Com recurso a inteligência artificial, robôs ou imagens por satélite, as soluções desenvolvidas por empresas tecnológicas e startups florestais em Portugal podem contribuir para melhorar a gestão florestal e dar uma resposta mais eficaz a desafios do sector, incluindo a prevenção de incêndios rurais. Conheça alguns projetos promissores e tendências do capital de risco que investe nesta área.
Os ecossistemas florestais enfrentam diversos desafios. Das alterações climáticas aos incêndios rurais, passando por novas pragas e doenças e a necessidade de uma gestão ativa das florestas, muitas são as frentes de ação para aumentar a resiliência dos espaços florestais. As novas tecnologias podem ser aliadas na gestão e proteção inteligentes das florestas. Tal como noutros domínios, falar de inovações é também falar de startups florestais – até porque estes projetos empresariais de base tecnológica podem trazer, além da tecnologia, novos modelos de negócio e oportunidades ao sector.
Nos principais centros de startups em todo o mundo, existem pelo menos 1413 dedicadas à indústria da energia e ambiente, área que inclui as ideias de negócio centradas na revolução digital do sector florestal. Estas ideias de serviços e produtos inovadores, aplicáveis a diversos tipos de florestas, mostram que é possível aliar tecnologia de última geração, potencial económico e proteção dos recursos naturais.
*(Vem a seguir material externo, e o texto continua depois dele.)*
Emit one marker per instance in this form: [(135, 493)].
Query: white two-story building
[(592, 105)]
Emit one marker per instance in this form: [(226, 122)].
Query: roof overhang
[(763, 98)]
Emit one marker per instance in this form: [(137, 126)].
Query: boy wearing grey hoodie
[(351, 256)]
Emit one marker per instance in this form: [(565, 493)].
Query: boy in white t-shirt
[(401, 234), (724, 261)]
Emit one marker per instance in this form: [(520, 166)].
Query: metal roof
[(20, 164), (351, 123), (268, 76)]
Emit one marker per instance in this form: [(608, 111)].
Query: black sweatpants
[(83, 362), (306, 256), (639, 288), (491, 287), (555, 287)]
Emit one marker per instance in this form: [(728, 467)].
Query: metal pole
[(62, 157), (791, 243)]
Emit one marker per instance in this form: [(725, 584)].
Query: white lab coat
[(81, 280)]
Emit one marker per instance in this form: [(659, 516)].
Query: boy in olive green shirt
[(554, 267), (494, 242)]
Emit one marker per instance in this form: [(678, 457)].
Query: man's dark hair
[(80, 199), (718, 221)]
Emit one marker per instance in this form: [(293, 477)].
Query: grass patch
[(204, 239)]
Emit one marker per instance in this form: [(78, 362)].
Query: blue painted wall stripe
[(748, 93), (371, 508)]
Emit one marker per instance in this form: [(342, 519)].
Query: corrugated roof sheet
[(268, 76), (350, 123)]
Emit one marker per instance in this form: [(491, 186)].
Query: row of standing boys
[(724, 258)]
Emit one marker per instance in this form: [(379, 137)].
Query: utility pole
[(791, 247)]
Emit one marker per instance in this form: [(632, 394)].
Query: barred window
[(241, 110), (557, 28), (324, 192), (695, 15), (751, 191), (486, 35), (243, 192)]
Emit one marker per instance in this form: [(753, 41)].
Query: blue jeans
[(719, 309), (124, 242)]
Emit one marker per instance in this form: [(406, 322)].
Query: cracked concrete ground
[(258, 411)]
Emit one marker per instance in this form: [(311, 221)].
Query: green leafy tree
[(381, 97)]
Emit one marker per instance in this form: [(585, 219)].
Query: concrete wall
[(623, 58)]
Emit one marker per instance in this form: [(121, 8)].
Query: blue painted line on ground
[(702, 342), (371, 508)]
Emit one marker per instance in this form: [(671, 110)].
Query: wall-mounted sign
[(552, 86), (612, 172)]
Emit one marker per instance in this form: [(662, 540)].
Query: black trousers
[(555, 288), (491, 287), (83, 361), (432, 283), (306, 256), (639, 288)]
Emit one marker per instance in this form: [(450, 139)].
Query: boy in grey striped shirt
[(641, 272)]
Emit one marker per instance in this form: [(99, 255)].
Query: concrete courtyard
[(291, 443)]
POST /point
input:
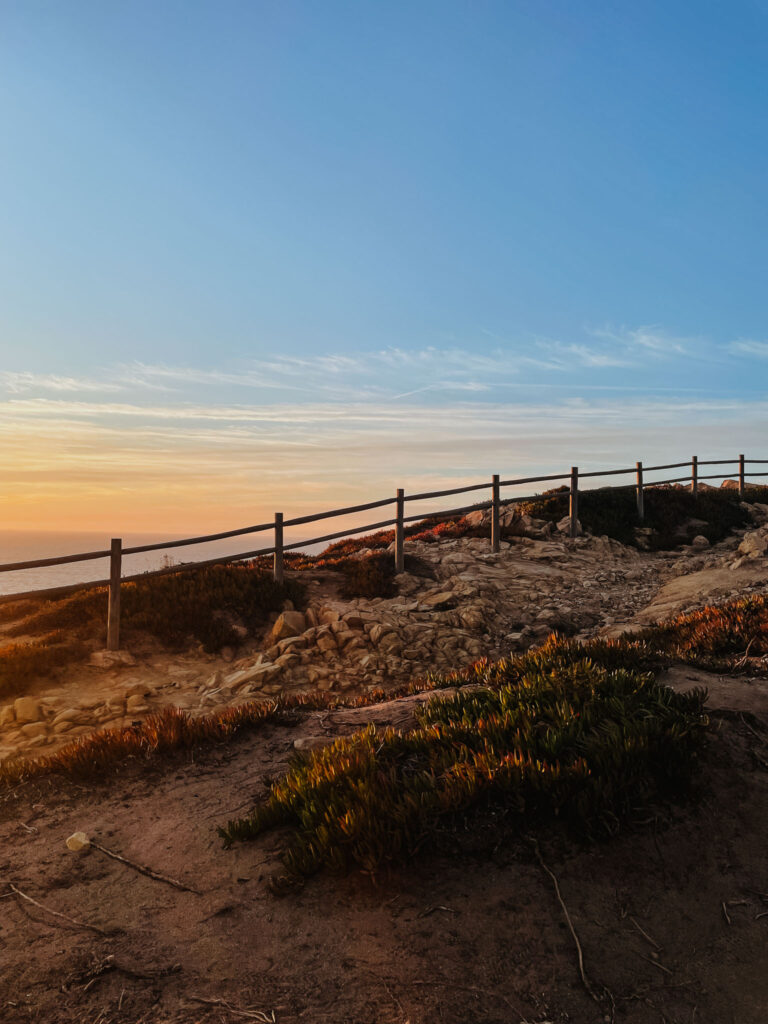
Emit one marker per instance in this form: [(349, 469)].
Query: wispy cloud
[(747, 347), (20, 382), (650, 340)]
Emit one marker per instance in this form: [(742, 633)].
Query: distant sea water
[(20, 546)]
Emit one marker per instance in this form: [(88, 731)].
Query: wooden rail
[(116, 551)]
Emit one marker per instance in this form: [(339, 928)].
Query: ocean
[(18, 546)]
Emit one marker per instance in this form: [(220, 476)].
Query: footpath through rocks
[(459, 602)]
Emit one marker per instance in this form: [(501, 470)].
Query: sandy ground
[(671, 914)]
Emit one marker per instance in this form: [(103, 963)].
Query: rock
[(77, 842), (28, 710), (135, 702), (441, 601), (138, 689), (563, 526), (353, 621), (33, 729), (255, 674), (289, 624), (472, 617), (754, 544), (112, 658), (68, 715)]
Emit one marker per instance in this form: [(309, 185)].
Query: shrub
[(563, 738), (370, 577), (668, 509), (194, 604), (22, 663)]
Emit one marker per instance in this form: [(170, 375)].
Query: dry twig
[(251, 1015), (644, 934), (145, 870), (57, 913), (571, 929)]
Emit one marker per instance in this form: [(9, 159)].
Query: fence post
[(399, 531), (495, 538), (113, 613), (573, 501), (279, 565)]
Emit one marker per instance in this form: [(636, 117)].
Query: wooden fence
[(116, 552)]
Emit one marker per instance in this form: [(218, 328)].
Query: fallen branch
[(102, 967), (580, 952), (251, 1015), (645, 934), (145, 870), (57, 913), (79, 841)]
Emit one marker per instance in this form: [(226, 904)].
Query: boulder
[(28, 710), (112, 658), (440, 601), (33, 729), (289, 624), (135, 702), (754, 544)]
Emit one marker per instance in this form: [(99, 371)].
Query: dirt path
[(669, 914)]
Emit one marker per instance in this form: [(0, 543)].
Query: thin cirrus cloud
[(747, 347), (184, 449)]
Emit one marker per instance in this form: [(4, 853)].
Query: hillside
[(664, 882)]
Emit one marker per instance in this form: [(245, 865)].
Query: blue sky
[(274, 252)]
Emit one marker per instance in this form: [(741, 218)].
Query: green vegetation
[(196, 606), (22, 663), (553, 734), (719, 638), (673, 513)]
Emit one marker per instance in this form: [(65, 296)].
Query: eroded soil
[(672, 914)]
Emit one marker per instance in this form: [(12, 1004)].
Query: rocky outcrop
[(465, 603)]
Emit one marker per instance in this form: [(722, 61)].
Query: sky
[(264, 256)]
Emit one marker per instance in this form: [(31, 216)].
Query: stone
[(78, 842), (138, 689), (112, 658), (135, 702), (28, 710), (289, 624), (68, 715), (353, 621), (472, 617), (33, 729), (753, 545), (255, 674), (311, 616), (440, 601)]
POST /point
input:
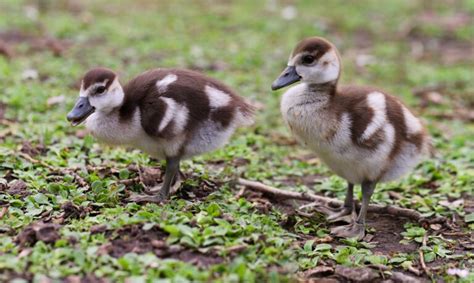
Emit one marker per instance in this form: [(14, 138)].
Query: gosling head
[(100, 92), (313, 61)]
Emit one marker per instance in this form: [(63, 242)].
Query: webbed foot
[(345, 214)]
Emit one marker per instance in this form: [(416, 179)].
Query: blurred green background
[(420, 51)]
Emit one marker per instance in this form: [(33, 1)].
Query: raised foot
[(353, 230), (345, 214), (141, 198)]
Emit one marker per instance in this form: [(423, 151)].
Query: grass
[(52, 226)]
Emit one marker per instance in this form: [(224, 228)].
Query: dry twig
[(3, 211), (330, 202)]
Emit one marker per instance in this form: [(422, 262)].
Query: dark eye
[(307, 59), (100, 89)]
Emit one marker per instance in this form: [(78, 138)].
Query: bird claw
[(353, 230), (346, 215)]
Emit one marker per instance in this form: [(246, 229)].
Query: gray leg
[(171, 176), (345, 213), (172, 168), (367, 191), (357, 227)]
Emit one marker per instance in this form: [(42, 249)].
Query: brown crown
[(98, 75)]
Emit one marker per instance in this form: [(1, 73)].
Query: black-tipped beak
[(286, 78), (82, 109)]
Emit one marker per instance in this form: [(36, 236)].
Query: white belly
[(330, 138)]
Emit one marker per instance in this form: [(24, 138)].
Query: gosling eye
[(307, 59), (100, 89)]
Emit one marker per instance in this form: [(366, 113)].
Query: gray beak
[(286, 78), (82, 109)]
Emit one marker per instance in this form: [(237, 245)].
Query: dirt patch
[(46, 232), (196, 188), (387, 234), (33, 150), (72, 211), (16, 188), (134, 238), (198, 259)]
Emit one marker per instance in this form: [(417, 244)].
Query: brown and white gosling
[(363, 134), (168, 113)]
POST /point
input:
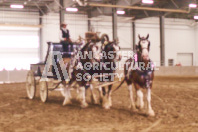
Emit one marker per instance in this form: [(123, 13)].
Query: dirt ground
[(174, 100)]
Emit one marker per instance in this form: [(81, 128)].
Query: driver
[(65, 38)]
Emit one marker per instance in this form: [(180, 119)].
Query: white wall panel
[(150, 26), (77, 25), (11, 17)]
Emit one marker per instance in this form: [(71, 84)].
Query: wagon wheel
[(43, 91), (104, 38), (30, 85), (69, 70)]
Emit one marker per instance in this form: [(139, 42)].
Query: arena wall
[(20, 75)]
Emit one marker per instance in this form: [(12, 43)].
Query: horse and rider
[(142, 76)]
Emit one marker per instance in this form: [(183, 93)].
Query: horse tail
[(120, 84), (127, 64), (104, 38)]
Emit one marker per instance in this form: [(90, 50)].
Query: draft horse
[(110, 55), (141, 74)]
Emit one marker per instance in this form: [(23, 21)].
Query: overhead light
[(17, 6), (147, 1), (72, 9), (121, 12), (196, 17), (193, 5)]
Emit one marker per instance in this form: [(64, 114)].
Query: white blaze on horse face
[(118, 52), (96, 53), (145, 54)]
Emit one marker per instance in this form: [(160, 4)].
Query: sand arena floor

Em termos de investimento, no entanto, é interessante notar que, entre os projetos inovadores ligados aos Objetivos de Desenvolvimento Sustentável (ODS) das Nações Unidas, as startups e empresas ligadas ao ODS 15: Proteger a Vida Terrestre (que abrange, entre outros, a promoção da gestão sustentável de todos os tipos de floresta, a restauração destes ecossistemas e o apoio a esforços de florestação e reflorestação) são das que menos captam a atenção dos investidores institucionais (capital de risco).
A informação vem da Capital Monitor (dados entre 2018 e 2020) e indica que a principal barreira apontada pelos investidores é a falta de dados relacionados com os ecossistemas florestais. Ao contrário das emissões, por exemplo, faltam standards internacionais para o capital natural e a questão da propriedade das áreas florestais é, muitas vezes, complexa e um entrave ao investimento.
Ainda assim, e apesar do risco financeiro, há uma evolução positiva a assinalar em matéria de investimento nas startups florestais. Apesar de, no total, as empresas cujos objetivos se alinham com o ODS 15 não angariarem tanta verba como outras áreas de intervenção relacionadas com os ODS, a verdade é que esta registou o maior crescimento no investimento em capital de risco: um aumento de 275% entre 2018 e 2020, de 170 milhões para 638 milhões de euros (comparativamente, em 2020, as startups ligadas ao Objetivo 13: Ação Climática – o ‘campeão’ na captação de investimento – mobilizaram 15,8 mil milhões de euros). Esta tendência de subida, a manter-se, pode englobar boas perspetivas de investimento para projetos inovadores ligados à floresta.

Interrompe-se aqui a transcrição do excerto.